‘A good traveller has no fixed plans,’ the Chinese philosopher Laozi once suggested, ‘and is not intent on arriving.’ While I don’t know exactly how bad the traffic was in ancient China, I reckon Laozi would feel right at home if visiting Britain today.

This week, the country has decided to turn itself into a real-life remake of the 1980s Hollywood comedy, Planes, Trains and Automobiles. In that 1987 John Hughes film, Steve Martin and John Candy tried and failed to make their way across America in time for Thanksgiving. Along the way, every single form of transport taken turned into a disaster. As is the rule with eighties comedy films, everything ends up ok. But in our modern-day British re-enactment, not so much.

Let’s start with the planes. Anyone foolish enough to dream about going abroad now that the pandemic is over is instead experiencing the aviation version of cancel culture. The only variation in the story is which particular airport/airline is making the headlines that day: at the time of writing, it is Heathrow cancelling 10 per cent of its flights due to excess baggage problems.
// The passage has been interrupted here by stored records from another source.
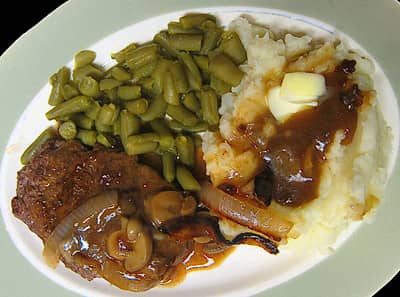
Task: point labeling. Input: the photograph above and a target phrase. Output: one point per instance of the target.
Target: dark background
(18, 23)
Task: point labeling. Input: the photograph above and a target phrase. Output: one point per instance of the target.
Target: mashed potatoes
(353, 175)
By the end of the week, it’ll be somewhere else buckling under the weight of people wanting to fly.

The train, to tweak an old railway advert, is also making the strain. If this is Thursday, then we’re on day three of the largest national rail strike since the late 1980s (with a London Underground stoppage thrown in as an additional Brucie bonus for those commuting to London). By contrast, over in Germany, the authorities are currently encouraging people to return to the railways, with a €9 ticket offering a month’s travel on local services.
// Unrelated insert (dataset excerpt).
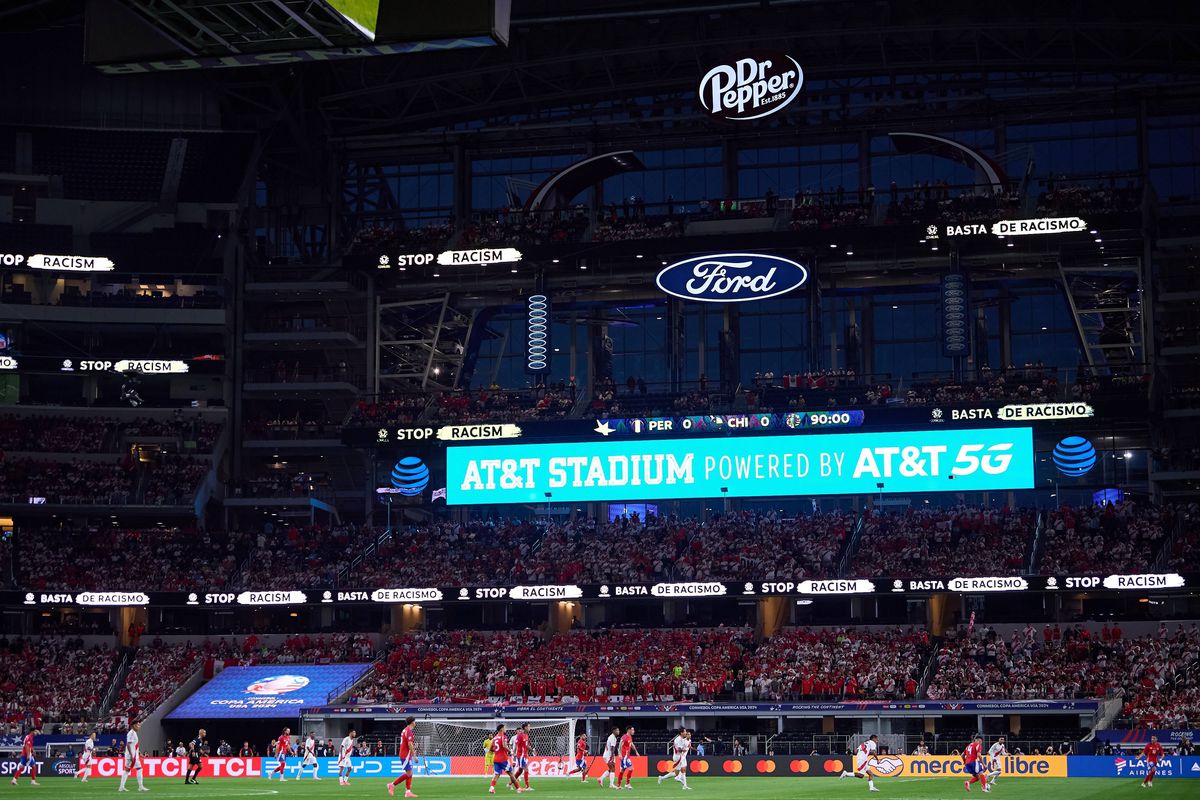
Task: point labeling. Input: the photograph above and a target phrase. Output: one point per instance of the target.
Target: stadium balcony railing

If you can’t fly or go by train, that leaves the good old-fashioned automobile to complete your journey. Except the cost of petrol has probably gone up again in the time it has taken you to read this sentence. It now costs over £100 to fill up a family car, with fuel prices performing that curious phenomenon of rising like a rocket when oil goes up, and descending like a feather when it go down.
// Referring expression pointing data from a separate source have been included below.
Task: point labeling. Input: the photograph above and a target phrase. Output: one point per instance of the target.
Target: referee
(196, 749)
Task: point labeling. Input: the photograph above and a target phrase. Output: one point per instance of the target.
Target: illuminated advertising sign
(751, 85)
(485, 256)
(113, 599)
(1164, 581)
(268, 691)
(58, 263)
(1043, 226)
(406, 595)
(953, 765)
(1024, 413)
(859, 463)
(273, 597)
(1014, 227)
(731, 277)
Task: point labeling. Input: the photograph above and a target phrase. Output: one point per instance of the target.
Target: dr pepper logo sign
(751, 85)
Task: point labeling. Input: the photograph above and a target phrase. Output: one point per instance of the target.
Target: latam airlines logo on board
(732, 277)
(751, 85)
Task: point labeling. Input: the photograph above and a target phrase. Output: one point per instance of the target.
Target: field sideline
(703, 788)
So what could be done? On petrol, the Chancellor’s 5p cut in fuel duty is now outweighed by the extra 6p in VAT per litre he is claiming as prices rise: rather than lining the coffers, cut VAT on fuel. On planes, waive the post-Brexit immigration rules to let airlines bring in European workers to solve staffing shortages. And on the trains, help bring the two sides to a resolution, rather than playing politics from the sidelines.

‘We’re Getting There,’ British Rail promised in the 1980s. In Summer 2022, getting anywhere would be start.